/spark-serving-container

SageMaker-compatible hosting container for Spark ML models

Primary LanguageScala

SageMaker Spark Serving

This model container deserializes a PipelineModel with a VectorAssembler and a RandomForestClassifier and uses the PipelineModel to make predictions on JSON data.

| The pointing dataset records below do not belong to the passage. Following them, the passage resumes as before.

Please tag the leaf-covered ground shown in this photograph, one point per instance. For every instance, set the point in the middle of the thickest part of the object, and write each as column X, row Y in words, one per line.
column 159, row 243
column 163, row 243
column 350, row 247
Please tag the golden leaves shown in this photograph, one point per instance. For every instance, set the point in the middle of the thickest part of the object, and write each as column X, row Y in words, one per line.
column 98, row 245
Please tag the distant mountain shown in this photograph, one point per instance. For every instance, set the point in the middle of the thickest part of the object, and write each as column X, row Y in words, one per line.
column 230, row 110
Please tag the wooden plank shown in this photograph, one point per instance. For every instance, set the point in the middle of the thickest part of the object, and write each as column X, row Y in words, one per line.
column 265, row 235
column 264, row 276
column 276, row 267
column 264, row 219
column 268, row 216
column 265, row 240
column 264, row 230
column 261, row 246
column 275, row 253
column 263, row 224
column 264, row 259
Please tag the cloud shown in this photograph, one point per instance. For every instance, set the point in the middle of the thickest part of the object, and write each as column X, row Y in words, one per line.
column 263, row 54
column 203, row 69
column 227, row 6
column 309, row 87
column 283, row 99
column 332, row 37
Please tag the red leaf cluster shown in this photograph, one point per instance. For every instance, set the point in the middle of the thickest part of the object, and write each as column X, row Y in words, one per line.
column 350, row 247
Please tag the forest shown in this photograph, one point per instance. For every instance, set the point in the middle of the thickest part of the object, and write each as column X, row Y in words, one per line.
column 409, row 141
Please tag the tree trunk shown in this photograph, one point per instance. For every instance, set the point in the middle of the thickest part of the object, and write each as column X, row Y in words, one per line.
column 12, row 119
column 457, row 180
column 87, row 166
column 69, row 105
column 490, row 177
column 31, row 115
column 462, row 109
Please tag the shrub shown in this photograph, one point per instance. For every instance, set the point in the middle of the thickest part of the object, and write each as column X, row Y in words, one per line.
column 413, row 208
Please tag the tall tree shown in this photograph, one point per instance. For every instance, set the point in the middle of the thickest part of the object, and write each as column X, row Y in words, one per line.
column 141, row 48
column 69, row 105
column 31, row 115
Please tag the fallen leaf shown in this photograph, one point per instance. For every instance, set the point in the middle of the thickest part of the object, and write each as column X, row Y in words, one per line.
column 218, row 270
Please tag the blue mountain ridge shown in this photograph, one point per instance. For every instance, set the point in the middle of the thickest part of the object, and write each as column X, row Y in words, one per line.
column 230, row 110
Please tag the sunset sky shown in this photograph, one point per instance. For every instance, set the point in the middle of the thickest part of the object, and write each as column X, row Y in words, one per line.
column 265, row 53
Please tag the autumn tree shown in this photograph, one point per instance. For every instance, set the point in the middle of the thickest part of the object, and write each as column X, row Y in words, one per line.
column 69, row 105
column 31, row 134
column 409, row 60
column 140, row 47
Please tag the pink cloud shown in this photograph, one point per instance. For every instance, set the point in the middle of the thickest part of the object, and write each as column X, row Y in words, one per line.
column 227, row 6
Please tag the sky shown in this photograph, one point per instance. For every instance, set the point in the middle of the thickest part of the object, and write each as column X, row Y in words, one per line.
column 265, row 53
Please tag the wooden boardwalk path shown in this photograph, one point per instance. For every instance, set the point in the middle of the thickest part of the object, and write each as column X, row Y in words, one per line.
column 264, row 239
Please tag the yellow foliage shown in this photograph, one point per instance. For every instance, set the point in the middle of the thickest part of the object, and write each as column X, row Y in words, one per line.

This model container complies with the SageMaker Hosting container requirements.

Caveats

  • This example makes a restrictive assumption about the schema of the inference JSON data in com.amazonaws.spark.serving.ScalatraBootstrap.
  • This hasn't been optimized for latency at all.

Docker Build and Run

Build

sbt docker

Yields an image tagged com.amazonaws/sagemaker-spark-serving.

Run

docker run -p 8080:8080 -p 4040:4040 com.amazonaws/sagemaker-spark-serving

Test

time curl --data-binary "@data/post-data.txt" -H "Content-Type: application/json" -X POST http://localhost:8080/invocations

On my development machine, this shows latency generally about 200ms for small payloads (~2KB, data/post-data.txt), about 1s for large payloads with many records (~5MB, data/many-records-post-data.txt) and about 1s on large payloads with one record (~5MB, data/one-large-record-post-data.txt), with the first invocation taking about an additional second.

Deploy

Tag and push your image to AWS ECR.

`aws ecr get-login --no-include-email`
# Replace this with your own account and region.
ACCOUNT=038453126632
REGION=us-east-1
ECR_IMAGE=$ACCOUNT.dkr.ecr.$REGION.amazonaws.com/spark-serving
docker tag com.amazonaws/sagemaker-spark-serving $ECR_IMAGE
docker push ECR_IMAGE

Make an endpoint with the SageMaker Java SDK and make inferences against that endpoint with the SageMaker Runtime Java SDK.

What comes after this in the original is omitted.